Enter Project TrustHire – A Zero Trust Framework for Job Security
Enough is enough. We need to treat job scams as a national cyber crisis, not just a spam folder inconvenience.
So I built Project TrustHire, a proposal inspired by the NIST Zero Trust Architecture, but tailored for job platforms and hiring fraud prevention. We’re calling it SP‑TRUST (Special Publication for Trust in Hiring).
Core Elements of SP‑TRUST:
- Verified Identity Channels: Recruiters must use certified, encrypted identities tied to verifiable organizations.
- Content Integrity Scanning: Flag job posts that keyword-stuff government or defense terms without corresponding verification.
- Domain Reputation Scoring: Every posted job gets scored for DNSSEC, SSL, registrar integrity, and virus/malware checks.
- User Empowerment Layer: Job seekers get a dashboard showing each listing’s trust score before they click “Apply.”
🧩 My previous articles about Project TRUSThire :
NOTE: The proposal is by request only for organizations like NIST, DoD, and CISA
How This Scam Breaks the Trust Chain
Let’s break down why ETalentNetwork should not be allowed to claim legitimacy:
- Name-dropping the DoD without validation
- No SSL or DNSSEC
- WHOIS details are stale
- No active engagement or transparency from “Amit Sharma”

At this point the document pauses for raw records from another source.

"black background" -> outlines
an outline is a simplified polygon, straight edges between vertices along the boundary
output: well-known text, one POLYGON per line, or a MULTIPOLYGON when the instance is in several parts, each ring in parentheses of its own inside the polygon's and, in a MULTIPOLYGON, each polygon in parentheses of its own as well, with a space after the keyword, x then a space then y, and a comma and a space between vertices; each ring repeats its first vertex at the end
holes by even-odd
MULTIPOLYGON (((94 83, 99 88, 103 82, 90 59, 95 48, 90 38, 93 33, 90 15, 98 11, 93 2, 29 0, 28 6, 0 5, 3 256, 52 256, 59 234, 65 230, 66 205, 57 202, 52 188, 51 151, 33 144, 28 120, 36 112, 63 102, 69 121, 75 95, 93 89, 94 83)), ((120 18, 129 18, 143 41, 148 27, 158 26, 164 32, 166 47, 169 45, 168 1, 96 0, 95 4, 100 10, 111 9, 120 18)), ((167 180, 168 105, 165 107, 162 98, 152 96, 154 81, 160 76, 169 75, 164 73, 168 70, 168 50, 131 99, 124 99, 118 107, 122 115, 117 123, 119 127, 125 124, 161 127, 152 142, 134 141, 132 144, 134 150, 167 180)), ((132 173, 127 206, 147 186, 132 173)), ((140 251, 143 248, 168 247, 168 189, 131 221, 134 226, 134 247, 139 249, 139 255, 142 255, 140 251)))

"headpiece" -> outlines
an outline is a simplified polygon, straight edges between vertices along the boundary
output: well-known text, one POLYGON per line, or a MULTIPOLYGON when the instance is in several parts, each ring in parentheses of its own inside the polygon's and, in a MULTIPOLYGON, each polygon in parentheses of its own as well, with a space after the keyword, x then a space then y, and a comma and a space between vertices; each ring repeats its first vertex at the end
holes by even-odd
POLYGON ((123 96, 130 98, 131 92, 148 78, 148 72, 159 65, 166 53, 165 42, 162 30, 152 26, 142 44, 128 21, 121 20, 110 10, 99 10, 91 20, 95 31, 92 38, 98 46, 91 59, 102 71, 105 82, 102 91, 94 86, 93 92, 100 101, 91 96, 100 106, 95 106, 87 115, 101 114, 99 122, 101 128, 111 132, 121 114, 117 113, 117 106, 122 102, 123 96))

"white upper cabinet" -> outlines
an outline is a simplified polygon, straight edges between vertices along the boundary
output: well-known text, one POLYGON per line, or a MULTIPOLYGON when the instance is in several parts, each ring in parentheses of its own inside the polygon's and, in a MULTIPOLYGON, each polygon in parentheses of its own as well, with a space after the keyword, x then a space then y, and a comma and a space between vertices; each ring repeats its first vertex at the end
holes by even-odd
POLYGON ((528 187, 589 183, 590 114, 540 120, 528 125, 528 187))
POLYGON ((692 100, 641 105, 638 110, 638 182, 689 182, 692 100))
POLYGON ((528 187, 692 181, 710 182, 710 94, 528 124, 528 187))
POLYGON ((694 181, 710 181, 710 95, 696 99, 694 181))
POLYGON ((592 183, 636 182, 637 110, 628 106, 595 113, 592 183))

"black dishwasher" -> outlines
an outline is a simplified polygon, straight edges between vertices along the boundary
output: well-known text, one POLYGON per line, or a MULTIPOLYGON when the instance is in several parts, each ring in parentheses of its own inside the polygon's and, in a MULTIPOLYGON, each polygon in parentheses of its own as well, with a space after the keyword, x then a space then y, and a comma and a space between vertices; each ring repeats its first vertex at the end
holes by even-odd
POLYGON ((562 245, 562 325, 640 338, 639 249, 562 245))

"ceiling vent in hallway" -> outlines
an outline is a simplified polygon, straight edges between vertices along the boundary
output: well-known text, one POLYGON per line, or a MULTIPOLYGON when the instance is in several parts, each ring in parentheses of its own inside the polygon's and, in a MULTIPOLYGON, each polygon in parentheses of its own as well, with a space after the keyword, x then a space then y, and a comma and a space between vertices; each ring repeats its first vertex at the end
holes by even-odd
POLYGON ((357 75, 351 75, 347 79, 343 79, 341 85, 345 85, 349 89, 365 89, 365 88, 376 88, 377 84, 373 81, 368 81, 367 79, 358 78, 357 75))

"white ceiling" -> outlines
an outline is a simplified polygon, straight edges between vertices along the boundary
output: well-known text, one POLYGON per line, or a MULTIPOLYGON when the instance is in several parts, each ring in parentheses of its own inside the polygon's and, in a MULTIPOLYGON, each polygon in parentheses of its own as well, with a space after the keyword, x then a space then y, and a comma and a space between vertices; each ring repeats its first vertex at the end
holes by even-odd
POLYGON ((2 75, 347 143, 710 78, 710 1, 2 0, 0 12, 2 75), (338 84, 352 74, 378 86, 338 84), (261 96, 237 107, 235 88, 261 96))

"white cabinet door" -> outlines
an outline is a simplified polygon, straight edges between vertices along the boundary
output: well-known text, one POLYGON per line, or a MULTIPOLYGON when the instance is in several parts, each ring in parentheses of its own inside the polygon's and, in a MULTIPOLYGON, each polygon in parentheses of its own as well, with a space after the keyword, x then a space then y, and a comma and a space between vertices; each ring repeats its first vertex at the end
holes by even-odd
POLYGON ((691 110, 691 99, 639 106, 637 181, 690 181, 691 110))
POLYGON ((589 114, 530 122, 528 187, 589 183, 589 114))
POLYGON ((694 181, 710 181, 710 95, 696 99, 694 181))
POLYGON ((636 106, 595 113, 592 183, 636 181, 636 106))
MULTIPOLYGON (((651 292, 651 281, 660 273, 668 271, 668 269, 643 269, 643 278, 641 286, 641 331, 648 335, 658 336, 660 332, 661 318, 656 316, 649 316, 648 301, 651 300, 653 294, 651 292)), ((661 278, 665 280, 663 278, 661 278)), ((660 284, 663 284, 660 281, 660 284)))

- Links open to unsecured forms and resume drops
If they’re this careless with their own infrastructure, how secure do you think your private data is after you apply?
What You Can Do
- WHOIS every job domain—check creation, registrar, and update history.
- Refuse to send personal data via HTTP-only sites.

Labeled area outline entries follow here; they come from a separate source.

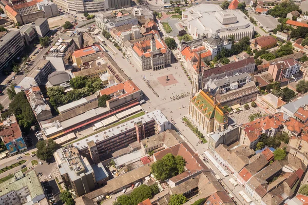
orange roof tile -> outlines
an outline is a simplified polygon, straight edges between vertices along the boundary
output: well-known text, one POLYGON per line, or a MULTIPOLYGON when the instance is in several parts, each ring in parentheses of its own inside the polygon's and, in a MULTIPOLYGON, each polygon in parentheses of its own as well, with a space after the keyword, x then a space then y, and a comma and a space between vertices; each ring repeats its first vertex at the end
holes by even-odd
POLYGON ((18 14, 18 13, 8 5, 7 5, 4 8, 7 12, 9 12, 14 17, 16 17, 16 16, 18 14))
POLYGON ((240 2, 238 0, 233 0, 229 5, 228 9, 231 10, 236 9, 237 9, 238 6, 239 5, 239 3, 240 2))
POLYGON ((293 117, 291 117, 284 124, 290 132, 296 132, 298 133, 300 133, 303 127, 305 127, 304 124, 299 122, 293 117))
POLYGON ((30 6, 36 5, 36 3, 42 2, 44 0, 33 0, 31 2, 26 2, 24 4, 17 4, 16 5, 14 5, 14 8, 15 10, 18 10, 24 8, 29 7, 30 6))
POLYGON ((298 22, 290 19, 288 19, 285 23, 292 26, 308 27, 308 25, 307 25, 307 24, 304 24, 303 23, 298 22))
POLYGON ((252 174, 247 169, 244 168, 239 173, 239 175, 242 177, 242 178, 246 182, 247 182, 248 180, 253 176, 252 174))
POLYGON ((257 8, 256 9, 256 12, 262 13, 268 11, 268 9, 263 9, 263 8, 257 8))

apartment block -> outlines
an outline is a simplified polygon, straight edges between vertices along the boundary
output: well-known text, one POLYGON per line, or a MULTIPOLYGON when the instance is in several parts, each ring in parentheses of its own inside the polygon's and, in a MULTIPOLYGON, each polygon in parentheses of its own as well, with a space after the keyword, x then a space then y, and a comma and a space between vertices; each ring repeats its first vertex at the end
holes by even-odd
POLYGON ((24 47, 24 38, 19 31, 0 32, 0 71, 18 57, 24 47))
POLYGON ((98 161, 90 165, 71 145, 57 150, 53 155, 64 183, 74 190, 78 196, 105 184, 109 179, 102 163, 98 161))
MULTIPOLYGON (((171 129, 171 124, 160 110, 156 110, 118 126, 73 144, 81 154, 101 158, 111 152, 171 129), (93 149, 94 142, 97 149, 93 149), (91 152, 92 151, 92 153, 91 152)), ((94 160, 95 160, 94 159, 94 160)))

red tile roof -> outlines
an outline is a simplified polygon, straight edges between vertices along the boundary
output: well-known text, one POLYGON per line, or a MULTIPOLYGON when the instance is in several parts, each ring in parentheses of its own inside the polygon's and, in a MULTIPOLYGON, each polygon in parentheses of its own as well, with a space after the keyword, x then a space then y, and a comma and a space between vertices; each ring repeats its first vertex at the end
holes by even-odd
MULTIPOLYGON (((130 94, 132 92, 139 91, 139 88, 131 80, 127 80, 124 83, 122 83, 115 86, 109 87, 103 90, 100 90, 100 94, 101 96, 103 95, 110 95, 112 93, 117 92, 118 91, 124 90, 126 94, 130 94)), ((123 96, 124 95, 121 95, 123 96)))
POLYGON ((242 171, 240 172, 239 175, 246 182, 247 182, 253 176, 250 172, 245 168, 243 168, 242 171))
POLYGON ((291 117, 284 124, 290 132, 295 132, 297 133, 301 132, 302 129, 305 127, 304 124, 299 122, 293 117, 291 117))
POLYGON ((289 25, 291 25, 291 26, 297 26, 297 27, 301 26, 303 27, 308 27, 308 25, 307 25, 307 24, 298 22, 296 22, 295 20, 290 20, 290 19, 287 19, 287 20, 286 21, 286 22, 285 23, 286 24, 288 24, 289 25))
POLYGON ((240 2, 238 0, 233 0, 228 7, 228 9, 233 10, 237 9, 238 6, 240 2))
POLYGON ((255 64, 255 59, 253 57, 249 57, 242 60, 239 60, 237 62, 232 63, 219 67, 205 70, 203 72, 203 76, 207 78, 213 74, 217 75, 223 73, 224 72, 237 70, 239 68, 243 68, 249 64, 255 64))
POLYGON ((146 199, 144 201, 138 203, 138 205, 152 205, 152 203, 151 203, 150 199, 146 199))
POLYGON ((257 8, 256 9, 256 12, 259 13, 267 12, 267 11, 268 11, 268 9, 263 9, 263 8, 257 8))
POLYGON ((270 161, 274 159, 274 153, 267 148, 264 149, 261 153, 265 157, 268 161, 270 161))
POLYGON ((18 13, 8 5, 4 7, 7 12, 10 13, 13 16, 15 17, 18 13))

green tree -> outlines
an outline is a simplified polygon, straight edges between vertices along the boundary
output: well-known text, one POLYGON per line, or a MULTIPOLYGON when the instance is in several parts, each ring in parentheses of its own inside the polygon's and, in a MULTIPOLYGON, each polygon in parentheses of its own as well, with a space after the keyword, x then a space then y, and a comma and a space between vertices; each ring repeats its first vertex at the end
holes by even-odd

- Use VirusTotal to scan job domains before clicking anything.
- Share SP‑TRUST with HR teams and job platforms.
- Push for recruiter identity verification on LinkedIn and Indeed.
If We Let Scammers Invoke the DoD, We’ve Already Lost
I planned on taking a day off from scam investigating today, but when bad actors start using the Department of Defense to trick job seekers like me, and potentially thousands of others, it becomes clear: this isn’t just about fake jobs. It’s a cyber threat.
If we can’t trust the inbox, the listings, or the platforms, then we need to rethink the hiring pipeline entirely. It’s time to build cyber-safe, scam-proof recruiting, and SP‑TRUST is my blueprint to do just that. Because if someone can fake a federal job, what else are we letting through?
🔒 Final Disclaimer
All technical references in this article, including IP addresses, registrar details, and domain analysis, are based on publicly accessible data at the time of writing. No direct access was made to any websites mentioned. This article is part of a broader cybersecurity awareness initiative focused on job scam prevention and digital safety. It does not encourage or condone hacking, probing, or interacting with any systems described. If you believe you’ve encountered a fraudulent job listing, report it through the appropriate legal or platform-specific channels.